At every level of government there are committees set up to review questionable practices. Generally speaking, these committees deal with inner office personnel issues on the local level. At the state level, there are government appointed and funded ethics commissions, as well as public policy forums tracking the daily activity of elected officials. Each level of government has rules by which the elected lawmakers are to adhere. It seems there is a Congressional oversight committee for every phase of government, even personal behavior. There have been a few times over the long history of government when the behavior of elected officials has been so outrageous it required being corrected.
Few of us like being corrected, especially if is done publicly. However, the only way trust can be restored in lawmakers is for the citizens to know that those who are making decisions about the lawbreaker’s behavior are doing so in full view of the people and with the people’s best interest in mind.

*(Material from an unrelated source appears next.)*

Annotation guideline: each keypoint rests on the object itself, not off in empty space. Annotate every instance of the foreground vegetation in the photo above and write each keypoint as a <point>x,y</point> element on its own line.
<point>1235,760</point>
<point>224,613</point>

It is not the offender’s best interest that is to be protected when it is determined that rules are broken.
As long as I have been expressing my views in writing, there is not a subject generating as much interest as the issue of ethics and how we expect our lawmakers to behave. I have been requested to respond to the word that certain national freshmen lawmakers went skinny dipping in the Sea of Galilee. Shameful is the word that comes to mind. I was asked to respond to the senseless word usage of a candidate in Missouri concerning “legitimate rape.” Mindless is the word that I use to describe such a statement. Others have insisted that I must have an opinion about the decision of the punishment for a long serving state senator from Gwinnett County who admitted to ethical violations. This issue is not settled and until it is, there will be lingering and continuing voices calling for real, genuine, and meaningful ethical reform at the state level.
From where I stand, trust will be restored when the citizens see serious reform policies on ethics and the policies will then be followed to the letter.